Radiation therapy is a cancer treatment that uses high-energy x-rays or other types of radiation to kill cancer cells or keep them from growing. There are two types of radiation therapy. External radiation therapy uses a machine outside the body to send radiation toward the cancer. Internal radiation therapy uses a radioactive substance sealed in needles, seeds, wires, or catheters that are placed directly into or near the cancer. The way the radiation therapy is given depends on the type and stage of the cancer being treated.
Chemotherapy is a cancer treatment that uses drugs to stop the growth of cancer cells, either by killing the cells or by stopping them from dividing. When chemotherapy is taken by mouth or injected into a vein or muscle, the drugs enter the bloodstream and can reach cancer cells throughout the body (systemic chemotherapy). The way the chemotherapy is given depends on the type and stage of the cancer being treated.
See Drugs Approved for Soft Tissue Sarcoma for more information.
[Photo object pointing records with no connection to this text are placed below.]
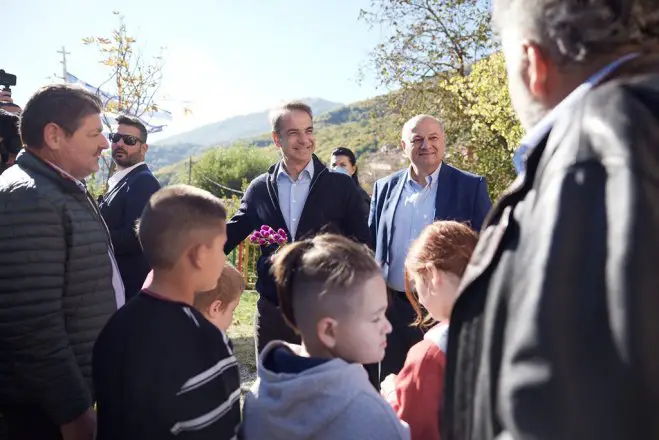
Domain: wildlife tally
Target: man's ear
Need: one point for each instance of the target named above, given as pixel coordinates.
(537, 70)
(276, 139)
(402, 146)
(52, 136)
(326, 330)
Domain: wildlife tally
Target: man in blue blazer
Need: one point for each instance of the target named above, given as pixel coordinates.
(297, 194)
(129, 190)
(402, 205)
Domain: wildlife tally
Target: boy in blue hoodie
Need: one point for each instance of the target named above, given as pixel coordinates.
(332, 293)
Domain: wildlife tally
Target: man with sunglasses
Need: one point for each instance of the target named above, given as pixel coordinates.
(129, 190)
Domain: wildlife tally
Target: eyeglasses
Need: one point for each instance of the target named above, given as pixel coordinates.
(129, 139)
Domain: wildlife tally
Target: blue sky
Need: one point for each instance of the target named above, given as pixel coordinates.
(224, 57)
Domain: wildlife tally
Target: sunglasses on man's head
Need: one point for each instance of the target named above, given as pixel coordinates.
(129, 139)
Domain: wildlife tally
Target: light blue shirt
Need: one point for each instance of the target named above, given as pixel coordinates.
(415, 211)
(540, 130)
(293, 194)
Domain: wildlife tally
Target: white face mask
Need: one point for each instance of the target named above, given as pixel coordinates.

New types of treatment are being tested in clinical trials.
This summary section describes treatments that are being studied in clinical trials. It may not mention every new treatment being studied. Information about clinical trials is available from the NCI website.
Clinical trials are studying ways to improve the effect of chemotherapy on tumor cells, including the following:
- Regional hyperthermia therapy: A treatment in which tissue around the tumor is exposed to high temperatures to damage and kill cancer cells or to make cancer cells more sensitive to chemotherapy.
- Isolated limb perfusion: A procedure that sends chemotherapy directly to an arm or leg in which the cancer has formed. The flow of blood to and from the limb is temporarily stopped with a tourniquet, and anticancer drugs are put directly into the blood of the limb. This sends a high dose of drugs to the tumor.
Patients may want to think about taking part in a clinical trial.
For some patients, taking part in a clinical trial may be the best treatment choice. Clinical trials are part of the cancer research process. Clinical trials are done to find out if new cancer treatments are safe and effective or better than the standard treatment.
Many of today’s standard treatments for cancer are based on earlier clinical trials. Patients who take part in a clinical trial may receive the standard treatment or be among the first to receive a new treatment.
Patients who take part in clinical trials also help improve the way cancer will be treated in the future. Even when clinical trials do not lead to effective new treatments, they often answer important questions and help move research forward.
Patients can enter clinical trials before, during, or after starting their cancer treatment.
Some clinical trials only include patients who have not yet received treatment. Other trials test treatments for patients whose cancer has not gotten better. There are also clinical trials that test new ways to stop cancer from recurring (coming back) or reduce the side effects of cancer treatment.
Clinical trials are taking place in many parts of the country. See the Treatment Options section that follows for links to current treatment clinical trials. These have been retrieved from NCI’s listing of clinical trials.
Follow-up tests may be needed.
Some of the tests that were done to diagnose the cancer or to find out the stage of the cancer may be repeated. Some tests will be repeated in order to see how well the treatment is working. Decisions about whether to continue, change, or stop treatment may be based on the results of these tests.
Some of the tests will continue to be done from time to time after treatment has ended. The results of these tests can show if your condition has changed or if the cancer has recurred (come back). These tests are sometimes called follow-up tests or check-ups.